30 novembre 2012 – Affrontare in maniera efficace la questione dei migranti che dopo aver scontato una pena in carcere vengono trasferiti nei Centri di Identificazione ed Espulsione (CIE) al solo fine di procedere a un’identificazione mai eseguita in prigione, e risolvere una serie di criticità rilevate all’interno dei Centri. Sono i temi sollevati dall’OIM Roma in una lettera inviata la settimana scorsa ai Ministri dell’Interno, degli Esteri e della Giustizia italiani, nelle quale vengono esposte le osservazioni scaturite dalle attività svolte all’interno dei CIE nell’ambito del progetto Praesidium, finanziato dallo stesso Ministero dell’Interno
“Sempre più spesso i migranti che hanno terminato il loro periodo di detenzione devono subire un ulteriore lungo e inutile trattenimento a scopi puramente amministrativi.

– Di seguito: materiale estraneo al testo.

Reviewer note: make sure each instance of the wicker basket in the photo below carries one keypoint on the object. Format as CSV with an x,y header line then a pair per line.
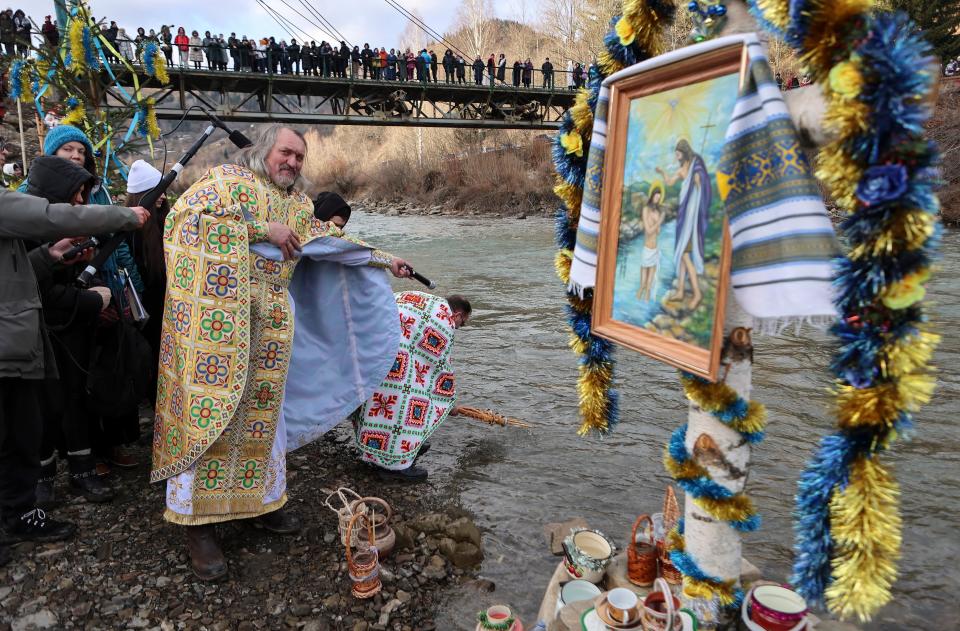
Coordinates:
x,y
364,566
641,556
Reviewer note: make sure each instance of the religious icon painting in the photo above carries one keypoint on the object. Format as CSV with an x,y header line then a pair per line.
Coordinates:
x,y
663,256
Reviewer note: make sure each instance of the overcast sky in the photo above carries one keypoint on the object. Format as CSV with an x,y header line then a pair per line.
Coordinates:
x,y
373,21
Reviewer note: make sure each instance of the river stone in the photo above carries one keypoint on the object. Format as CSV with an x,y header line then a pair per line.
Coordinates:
x,y
617,576
43,619
557,531
464,529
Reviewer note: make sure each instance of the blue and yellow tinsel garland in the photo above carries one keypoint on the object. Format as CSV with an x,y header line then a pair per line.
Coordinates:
x,y
875,71
748,418
637,38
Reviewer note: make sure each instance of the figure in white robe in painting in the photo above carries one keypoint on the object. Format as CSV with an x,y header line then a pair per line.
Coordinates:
x,y
693,214
652,218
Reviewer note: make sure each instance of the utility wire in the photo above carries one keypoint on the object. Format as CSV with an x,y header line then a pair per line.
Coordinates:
x,y
316,12
274,15
310,21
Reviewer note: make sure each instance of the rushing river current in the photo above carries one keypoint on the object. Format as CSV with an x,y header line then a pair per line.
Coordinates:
x,y
513,357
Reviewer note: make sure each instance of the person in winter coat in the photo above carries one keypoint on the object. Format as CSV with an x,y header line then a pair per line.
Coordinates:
x,y
51,35
26,357
547,70
183,45
166,43
8,33
411,64
577,76
212,50
196,50
527,73
66,141
478,70
391,68
21,27
449,66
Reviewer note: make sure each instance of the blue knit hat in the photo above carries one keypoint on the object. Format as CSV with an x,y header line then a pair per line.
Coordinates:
x,y
61,135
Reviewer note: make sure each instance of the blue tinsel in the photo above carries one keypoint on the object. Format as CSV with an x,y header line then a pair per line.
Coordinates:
x,y
89,52
16,75
688,567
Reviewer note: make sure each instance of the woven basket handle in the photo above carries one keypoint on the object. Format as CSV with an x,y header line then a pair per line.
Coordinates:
x,y
370,535
664,587
342,494
372,500
636,524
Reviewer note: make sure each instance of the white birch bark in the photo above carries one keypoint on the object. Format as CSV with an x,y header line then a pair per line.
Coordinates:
x,y
714,545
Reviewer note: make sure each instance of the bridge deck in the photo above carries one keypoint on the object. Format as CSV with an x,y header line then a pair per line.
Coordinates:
x,y
258,97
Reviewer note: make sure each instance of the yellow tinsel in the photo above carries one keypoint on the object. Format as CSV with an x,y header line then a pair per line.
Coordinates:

Tale pratica non soltanto ha un impatto negativo sul rispetto dei diritti umani degli migranti, ma allo stesso tempo fa aumentare i costi di mantenimento delle strutture”, afferma Josè Angel Oropeza, Direttore dell’Uffcio di Coordinamento OIM per il Mediterraneo.
Dalle visite effettuate dai funzionari dell’Organizzazione è inoltre emerso come la permanenza dei migranti nei CIE risulti assai più problematica di quella in carcere. Le criticità rilevate dall’organizzazione sono state varie: dall’ozio forzato cui sono costretti gli immigrati e dalla forzata commistione di ex detenuti condannati per reati di varia entità e natura con immigrati incensurati, alla non omogeinetà di trattamento nei diversi centri e alla necessità di ridurre i tempi di trattenimento. E’ stato inoltre rilevato come sia importante effettuare dei training “ad hoc” per i reparti mobili che si occupano della vigilanza e che non non hanno una formazione specifica sul fenomeno della migrazione e nella gestione di soggetti privati della libertà personale.
L’ OIM auspica che vengano organizzati incontri interministeriali per esaminare proposte concrete, tra cui:
– prevedere il distaccamento di personale di polizia degli uffici immigrazione presso i maggiori istituti di pena in modo tale da facilitare un collegamento effettivo tra le amministrazioni della Giustizia e dell’Interno e assistere quei migranti che entrano in carcere con un regolare premesso e poi lo perdono a causa della detenzione;
– promuovere l’elaborazione di un codice che regoli gli aspetti fondamentali della vita dei migranti all’interno del CIE, come le visite dei familiari, l’assistenza legale e la possibilità di comunicare con l’esterno;
– limitare l’utilizzo dei luoghi di trattenimento “informali” – come palestre, tensostrutture e simili – dove vengono trattenuti per diversi giorni i migranti appena sbarcati in linea con le disposizioni costituzionali;
– garantire l’effettiva applicazione della Direttiva sui Rimpatri con la promozione della partenza volontaria e la cancellazione del divieto di reingresso nel caso di collaborazione del migrante nella sua identificazione.
In Italia sono attivi 13 Centri di Identificazione ed Espulsione siti in Sicilia, Calabria, Puglia, Lazio, Emilia-Romagna, Piemonte, Lombardia e Friuli-Venezia Giulia.